MetaHuman skin cache retains LOD0 entries for every NPC regardless of camera distance

Hi,

We’re seeing unexpected skin cache behavior on our 50-MetaHuman test scene and would like to understand whether this is working as intended.

Setup

- 50 MetaHuman Blueprints spawned in a test level (bald/no hair, “Visible in Raytracing” disabled on the skeletal mesh components, development build)

- `rhi.DumpResourceMemory` used to capture resource state at different camera distances (GameMode “TestingGM” automatically runs the command)

Observation

Regardless of camera position, total VRAM usage stays the same, as every NPC retains an LOD0 `SkinCachePositions` entry. We confirmed this by dumping in two scenarios:

1. Camera at moderate distance, LOD visualizer shows every face rendering at LOD3 or lower

[Image Removed]

2. Camera moved far away, LOD visualizer shows every face rendering at LOD7

[Image Removed]

In both dumps, total VRAM consumption is nearly the same. The body meshes show 100 entries at LOD0 (50 NPCs × 2 buffers, matching the expected double-buffering for current/previous frame), plus additional entries at lower LODs. For the far-camera dump:

  • Body SkinCachePositions: 100 × LOD0, 80 × LOD2, 100 × LOD3 (280 entries total)
  • Face SkinCachePositions: 100 × LOD0, 100 × LOD7 (200 entries total)

Total skin cache for the MetaHuman skeletal meshes is ~137 MB in the far-camera dump vs ~142 MB at moderate distance — essentially unchanged despite the rendered LOD dropping significantly. The LOD0 entries alone account for ~128 MB of that total.

When we force LOD3 in BP, the LOD0 entries disappear entirely and total skin cache drops to ~31 MB — so the skin cache does respond to forced LOD, but not to camera distance.

Question

Why does the skin cache hold LOD0 data for NPCs that are rendering at the lowest LOD?

Technically VRAM usage would be less if we forced all metahumans to use LOD1, instead of using LODs as intended, which is quite counterintuitive.

The problem in our main project is no matter how far an NPC is away, their highest LODs stay in the VRAM. We only use LOD0 when very close, but VRAM quickly overflows on our target hardware (RTX 3070 with 8GB VRAM) if a few NPCs are around.

We would appreciate any advice.

I attached both the RHI dumps.

Best regards,

Matthias

[Attachment Removed]

Steps to Reproduce
Repro: https://drive.google.com/file/d/14LalF\-R\_kgzoxONNoMN23aIyu750mvAl/view?usp\=sharing

[Attachment Removed]

Hi, sorry for the delay in getting back to you on this.
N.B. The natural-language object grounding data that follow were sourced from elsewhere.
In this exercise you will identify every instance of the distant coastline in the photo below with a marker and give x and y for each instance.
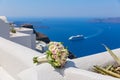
(106, 20)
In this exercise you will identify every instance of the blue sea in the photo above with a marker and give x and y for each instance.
(60, 29)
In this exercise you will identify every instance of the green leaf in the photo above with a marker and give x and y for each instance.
(112, 54)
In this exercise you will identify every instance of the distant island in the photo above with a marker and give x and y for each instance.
(106, 20)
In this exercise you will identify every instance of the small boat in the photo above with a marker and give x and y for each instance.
(77, 37)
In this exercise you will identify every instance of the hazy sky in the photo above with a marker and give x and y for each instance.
(60, 8)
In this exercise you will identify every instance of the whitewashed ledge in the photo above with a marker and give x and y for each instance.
(16, 64)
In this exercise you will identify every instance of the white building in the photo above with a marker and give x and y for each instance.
(23, 36)
(16, 63)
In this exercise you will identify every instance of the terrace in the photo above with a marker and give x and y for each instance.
(16, 61)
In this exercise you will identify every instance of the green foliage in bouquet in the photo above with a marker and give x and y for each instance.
(56, 55)
(13, 30)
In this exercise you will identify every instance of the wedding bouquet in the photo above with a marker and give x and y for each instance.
(56, 55)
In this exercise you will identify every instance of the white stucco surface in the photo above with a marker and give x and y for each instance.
(31, 34)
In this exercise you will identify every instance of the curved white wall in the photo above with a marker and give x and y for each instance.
(4, 29)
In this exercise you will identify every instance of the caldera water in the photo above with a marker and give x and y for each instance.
(60, 29)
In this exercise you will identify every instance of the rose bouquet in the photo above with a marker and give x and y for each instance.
(56, 55)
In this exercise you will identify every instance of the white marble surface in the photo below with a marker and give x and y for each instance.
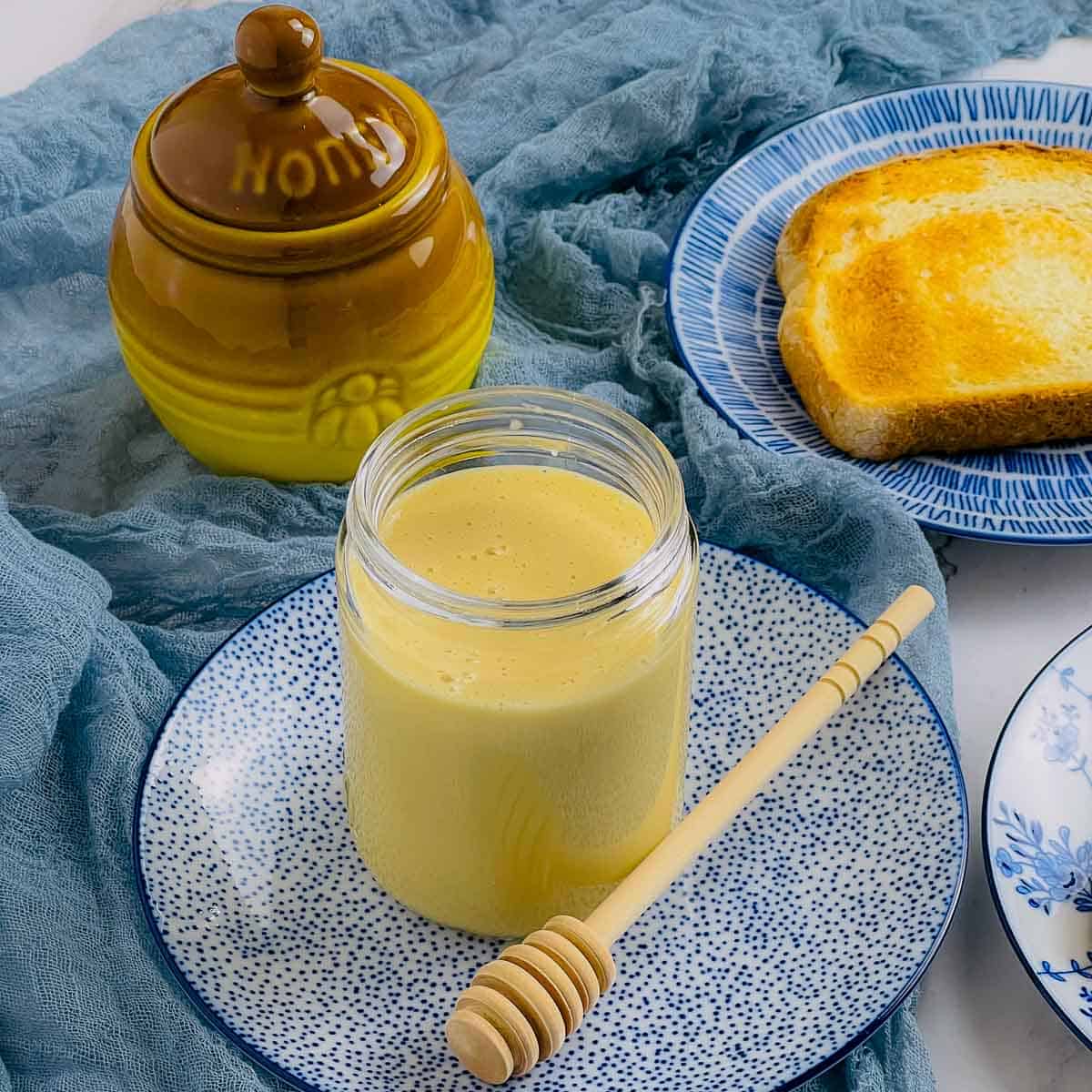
(1011, 607)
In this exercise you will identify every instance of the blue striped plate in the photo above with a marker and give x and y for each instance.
(724, 301)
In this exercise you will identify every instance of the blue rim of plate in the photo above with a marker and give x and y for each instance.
(1081, 1036)
(866, 467)
(268, 1065)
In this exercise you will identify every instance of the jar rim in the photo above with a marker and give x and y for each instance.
(648, 576)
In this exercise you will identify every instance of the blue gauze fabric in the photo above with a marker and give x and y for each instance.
(589, 126)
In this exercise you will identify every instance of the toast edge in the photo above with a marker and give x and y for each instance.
(889, 431)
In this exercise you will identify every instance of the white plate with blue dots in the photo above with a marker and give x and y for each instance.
(1036, 830)
(784, 948)
(724, 304)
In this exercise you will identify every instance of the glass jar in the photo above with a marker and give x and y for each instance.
(490, 808)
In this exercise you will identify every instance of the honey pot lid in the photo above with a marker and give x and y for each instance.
(284, 140)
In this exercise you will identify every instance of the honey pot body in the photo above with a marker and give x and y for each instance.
(292, 376)
(298, 260)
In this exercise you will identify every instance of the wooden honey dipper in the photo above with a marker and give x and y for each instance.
(521, 1007)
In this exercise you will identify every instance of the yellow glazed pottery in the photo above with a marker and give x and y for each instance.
(296, 260)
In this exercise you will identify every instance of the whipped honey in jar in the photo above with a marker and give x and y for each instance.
(517, 578)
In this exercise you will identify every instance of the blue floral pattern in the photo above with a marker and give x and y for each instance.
(1047, 873)
(1059, 730)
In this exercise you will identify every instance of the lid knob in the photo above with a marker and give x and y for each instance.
(278, 49)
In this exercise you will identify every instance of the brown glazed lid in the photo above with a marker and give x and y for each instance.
(284, 140)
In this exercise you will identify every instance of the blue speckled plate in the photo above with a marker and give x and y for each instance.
(724, 303)
(784, 947)
(1036, 829)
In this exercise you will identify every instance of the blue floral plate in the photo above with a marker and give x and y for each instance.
(784, 947)
(1036, 830)
(724, 303)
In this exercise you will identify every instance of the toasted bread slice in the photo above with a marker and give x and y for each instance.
(944, 303)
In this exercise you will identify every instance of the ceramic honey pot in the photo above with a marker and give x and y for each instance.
(296, 260)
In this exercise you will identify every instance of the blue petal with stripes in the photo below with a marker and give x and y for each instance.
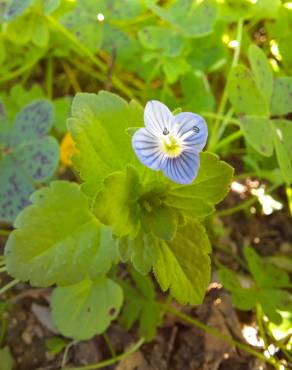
(171, 143)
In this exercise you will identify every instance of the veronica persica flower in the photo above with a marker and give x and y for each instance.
(171, 143)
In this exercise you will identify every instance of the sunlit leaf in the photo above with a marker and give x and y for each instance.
(58, 240)
(191, 19)
(262, 71)
(282, 96)
(85, 309)
(98, 128)
(259, 134)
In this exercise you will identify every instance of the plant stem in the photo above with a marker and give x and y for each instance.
(65, 354)
(84, 51)
(49, 77)
(259, 315)
(111, 361)
(8, 286)
(214, 137)
(218, 334)
(4, 232)
(71, 77)
(109, 344)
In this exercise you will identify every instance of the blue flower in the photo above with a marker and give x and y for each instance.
(171, 143)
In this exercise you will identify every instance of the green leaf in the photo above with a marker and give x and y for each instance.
(20, 30)
(116, 204)
(174, 68)
(282, 96)
(161, 221)
(265, 274)
(55, 345)
(197, 96)
(258, 133)
(266, 8)
(244, 93)
(6, 360)
(141, 251)
(50, 6)
(33, 121)
(82, 22)
(62, 111)
(164, 40)
(58, 240)
(282, 147)
(234, 10)
(208, 53)
(183, 265)
(242, 298)
(191, 19)
(144, 284)
(262, 71)
(15, 8)
(98, 127)
(40, 35)
(211, 184)
(141, 305)
(28, 157)
(274, 300)
(85, 309)
(190, 206)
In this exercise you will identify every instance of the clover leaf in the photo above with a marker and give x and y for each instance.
(28, 156)
(192, 20)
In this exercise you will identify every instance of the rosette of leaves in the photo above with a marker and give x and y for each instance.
(267, 288)
(28, 156)
(72, 235)
(262, 103)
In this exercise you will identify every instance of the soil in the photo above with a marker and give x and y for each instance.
(177, 345)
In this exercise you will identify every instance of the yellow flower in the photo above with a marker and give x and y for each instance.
(67, 149)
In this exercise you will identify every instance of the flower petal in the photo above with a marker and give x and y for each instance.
(157, 117)
(182, 169)
(193, 129)
(147, 149)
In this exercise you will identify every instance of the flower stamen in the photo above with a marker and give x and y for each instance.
(171, 146)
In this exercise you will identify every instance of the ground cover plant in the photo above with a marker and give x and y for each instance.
(145, 184)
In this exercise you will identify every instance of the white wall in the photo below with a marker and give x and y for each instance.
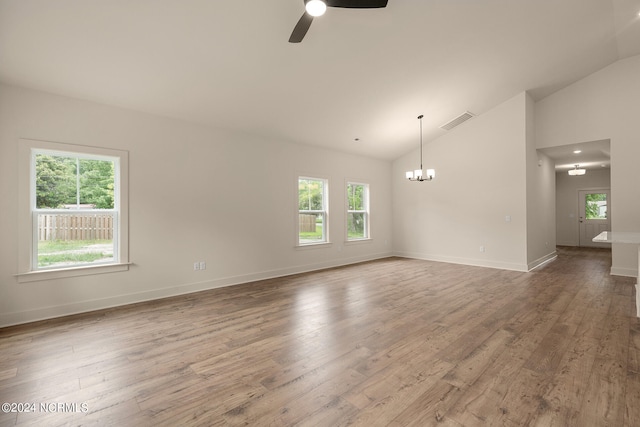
(196, 194)
(567, 204)
(481, 178)
(541, 206)
(604, 105)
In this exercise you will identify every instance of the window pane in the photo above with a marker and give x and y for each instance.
(310, 194)
(67, 240)
(356, 197)
(311, 228)
(596, 206)
(356, 225)
(72, 182)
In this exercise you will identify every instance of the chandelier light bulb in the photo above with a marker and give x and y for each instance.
(316, 7)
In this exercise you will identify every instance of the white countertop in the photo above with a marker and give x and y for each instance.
(632, 237)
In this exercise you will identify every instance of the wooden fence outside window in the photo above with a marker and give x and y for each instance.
(89, 226)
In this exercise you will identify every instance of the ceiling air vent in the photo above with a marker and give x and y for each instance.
(457, 121)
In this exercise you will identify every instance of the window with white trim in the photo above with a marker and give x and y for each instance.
(312, 211)
(357, 211)
(77, 205)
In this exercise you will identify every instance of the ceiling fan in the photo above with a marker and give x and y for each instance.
(318, 7)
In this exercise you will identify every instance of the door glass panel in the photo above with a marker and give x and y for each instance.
(596, 206)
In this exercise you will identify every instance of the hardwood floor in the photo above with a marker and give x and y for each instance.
(395, 342)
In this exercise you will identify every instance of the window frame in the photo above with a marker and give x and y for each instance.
(366, 211)
(28, 269)
(324, 211)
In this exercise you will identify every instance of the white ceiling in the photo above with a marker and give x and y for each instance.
(587, 155)
(363, 74)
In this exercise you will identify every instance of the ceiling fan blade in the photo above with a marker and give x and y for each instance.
(357, 4)
(301, 28)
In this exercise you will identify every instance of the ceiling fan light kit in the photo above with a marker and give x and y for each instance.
(315, 7)
(576, 171)
(418, 175)
(318, 7)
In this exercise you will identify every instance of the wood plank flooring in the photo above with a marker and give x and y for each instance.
(395, 342)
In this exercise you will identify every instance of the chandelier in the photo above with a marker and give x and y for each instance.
(417, 175)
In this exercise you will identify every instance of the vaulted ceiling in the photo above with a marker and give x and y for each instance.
(356, 83)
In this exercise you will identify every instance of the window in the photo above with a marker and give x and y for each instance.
(76, 207)
(357, 211)
(312, 211)
(596, 206)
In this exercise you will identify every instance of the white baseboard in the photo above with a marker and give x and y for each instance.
(466, 261)
(542, 260)
(626, 272)
(44, 313)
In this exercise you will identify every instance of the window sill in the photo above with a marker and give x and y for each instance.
(86, 270)
(313, 245)
(358, 241)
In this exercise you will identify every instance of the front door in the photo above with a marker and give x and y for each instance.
(594, 215)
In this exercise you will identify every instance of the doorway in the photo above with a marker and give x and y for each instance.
(594, 211)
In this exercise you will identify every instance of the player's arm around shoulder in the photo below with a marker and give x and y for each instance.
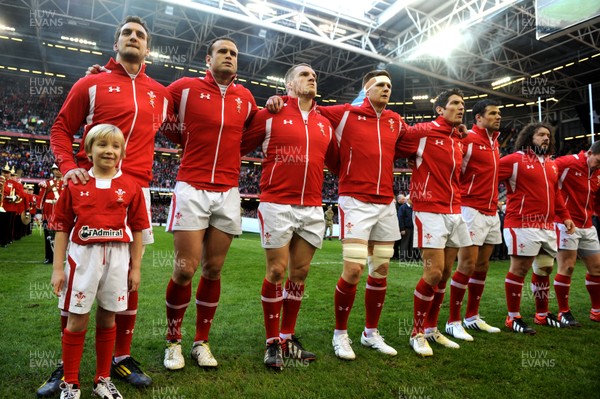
(136, 250)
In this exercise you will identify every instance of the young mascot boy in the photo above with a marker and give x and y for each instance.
(102, 225)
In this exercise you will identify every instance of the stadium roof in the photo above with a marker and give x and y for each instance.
(426, 45)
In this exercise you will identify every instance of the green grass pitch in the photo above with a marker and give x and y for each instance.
(551, 364)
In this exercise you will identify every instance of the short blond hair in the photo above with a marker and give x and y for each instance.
(102, 131)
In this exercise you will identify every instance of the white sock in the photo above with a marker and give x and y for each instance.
(369, 332)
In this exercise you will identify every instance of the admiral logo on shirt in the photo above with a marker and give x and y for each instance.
(89, 233)
(120, 193)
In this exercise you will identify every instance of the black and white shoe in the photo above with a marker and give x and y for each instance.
(568, 319)
(518, 325)
(293, 349)
(129, 370)
(549, 320)
(274, 356)
(51, 386)
(105, 389)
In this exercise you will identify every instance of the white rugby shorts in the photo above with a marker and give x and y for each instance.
(193, 210)
(279, 222)
(529, 241)
(440, 230)
(483, 229)
(368, 221)
(584, 239)
(96, 271)
(147, 235)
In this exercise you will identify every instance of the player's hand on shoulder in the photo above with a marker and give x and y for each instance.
(134, 280)
(76, 176)
(57, 281)
(570, 226)
(94, 70)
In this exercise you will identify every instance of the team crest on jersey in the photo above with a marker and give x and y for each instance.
(178, 217)
(152, 97)
(321, 126)
(120, 193)
(428, 238)
(90, 233)
(79, 298)
(349, 227)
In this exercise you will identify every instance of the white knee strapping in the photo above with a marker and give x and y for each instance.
(355, 253)
(542, 265)
(381, 255)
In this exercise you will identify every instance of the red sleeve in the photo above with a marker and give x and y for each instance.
(254, 134)
(561, 163)
(70, 118)
(408, 140)
(39, 204)
(560, 210)
(596, 203)
(171, 127)
(505, 170)
(332, 156)
(137, 214)
(253, 111)
(333, 113)
(63, 218)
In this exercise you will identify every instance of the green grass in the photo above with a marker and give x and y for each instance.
(552, 364)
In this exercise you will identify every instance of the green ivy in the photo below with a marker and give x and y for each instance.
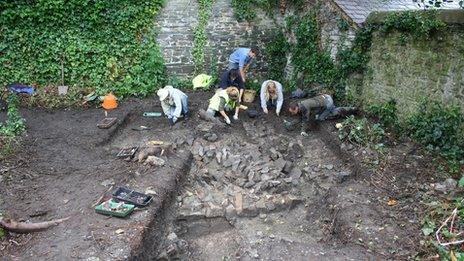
(103, 45)
(440, 129)
(200, 37)
(276, 56)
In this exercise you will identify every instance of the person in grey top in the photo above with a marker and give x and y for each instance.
(174, 103)
(319, 108)
(271, 96)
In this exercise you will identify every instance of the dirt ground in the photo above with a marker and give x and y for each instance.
(253, 192)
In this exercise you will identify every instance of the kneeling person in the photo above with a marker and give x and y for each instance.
(174, 103)
(222, 101)
(318, 108)
(271, 96)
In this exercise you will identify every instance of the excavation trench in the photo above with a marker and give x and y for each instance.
(248, 191)
(251, 192)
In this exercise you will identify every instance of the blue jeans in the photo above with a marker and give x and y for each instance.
(184, 102)
(330, 109)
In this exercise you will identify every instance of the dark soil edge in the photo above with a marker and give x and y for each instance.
(153, 234)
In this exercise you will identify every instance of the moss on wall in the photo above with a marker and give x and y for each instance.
(409, 70)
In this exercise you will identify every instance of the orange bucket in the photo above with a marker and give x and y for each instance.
(110, 102)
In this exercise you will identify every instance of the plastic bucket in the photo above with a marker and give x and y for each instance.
(249, 96)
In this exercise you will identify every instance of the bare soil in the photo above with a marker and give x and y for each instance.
(338, 208)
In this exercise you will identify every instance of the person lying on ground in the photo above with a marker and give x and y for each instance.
(174, 103)
(222, 101)
(241, 59)
(231, 78)
(318, 108)
(271, 96)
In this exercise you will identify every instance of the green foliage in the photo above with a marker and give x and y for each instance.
(103, 45)
(361, 131)
(419, 24)
(276, 52)
(311, 63)
(200, 38)
(440, 129)
(386, 114)
(244, 10)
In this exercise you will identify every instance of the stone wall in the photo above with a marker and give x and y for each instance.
(411, 70)
(225, 34)
(334, 36)
(177, 24)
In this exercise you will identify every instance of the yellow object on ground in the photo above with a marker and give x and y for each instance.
(249, 96)
(110, 102)
(202, 81)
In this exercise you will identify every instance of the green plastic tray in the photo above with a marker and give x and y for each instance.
(127, 209)
(152, 114)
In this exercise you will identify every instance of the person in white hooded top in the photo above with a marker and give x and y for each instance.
(271, 96)
(174, 103)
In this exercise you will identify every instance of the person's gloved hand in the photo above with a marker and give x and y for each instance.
(288, 125)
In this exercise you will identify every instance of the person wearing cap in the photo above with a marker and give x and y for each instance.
(318, 108)
(241, 59)
(174, 103)
(222, 101)
(271, 96)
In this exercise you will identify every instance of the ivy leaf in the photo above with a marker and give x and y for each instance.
(427, 231)
(461, 182)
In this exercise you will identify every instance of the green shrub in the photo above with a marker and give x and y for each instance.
(15, 125)
(103, 45)
(440, 129)
(385, 113)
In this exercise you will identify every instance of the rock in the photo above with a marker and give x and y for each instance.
(214, 211)
(288, 180)
(295, 173)
(230, 212)
(249, 184)
(172, 236)
(265, 177)
(107, 182)
(287, 167)
(270, 206)
(446, 186)
(240, 182)
(343, 176)
(228, 163)
(155, 161)
(190, 141)
(218, 157)
(265, 170)
(235, 165)
(329, 166)
(212, 137)
(239, 202)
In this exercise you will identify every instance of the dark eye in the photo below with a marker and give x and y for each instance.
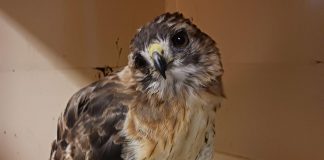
(139, 60)
(180, 39)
Your understanding is correct; the skin cache does evict old mesh data when the LOD for that mesh changes.

I think what you’re seeing in the RHI dump is either old data which has yet to be flushed from VRAM or data from other scenes that are running in the editor. Each scene, for PIE viewport, the editor viewport, mesh editors, etc, have their own skin cache and when you run rhi.DumpResourceMemory you’ll get the data for all the skin caches that are running in the background.

We have some better debugging tools to view the memory usage from skin cache. The most useful of these is likely the GPU Skin Cache view mode. For some reason, this no longer appears in the default editor viewport toolbar after a recent refactor. But if open a new viewport (Window > Viewports) it should now appear under the eye icon on the right hand side of the toolbar.

[Image Removed]That should give you more accurate figures for the current scene in the debug text. You can also run ‘r.SkinCache.PrintMemorySummary’ to print out the entries that are current in the skin cache, but again, I think this may include data from all the current skin caches.

To get the most accurate results, I’d recommend running these commands in a packaged build. That way you know there is only one scene and nothing else is interfering with the results. When I do this and run rhi.DumpResourceMemory, I don’t see the old tangent data, etc, for the old LODs. And when I run r.SkinCache.PrintMemorySummary I see the expected data for the expected LODs, which changes as the LODs being rendered change.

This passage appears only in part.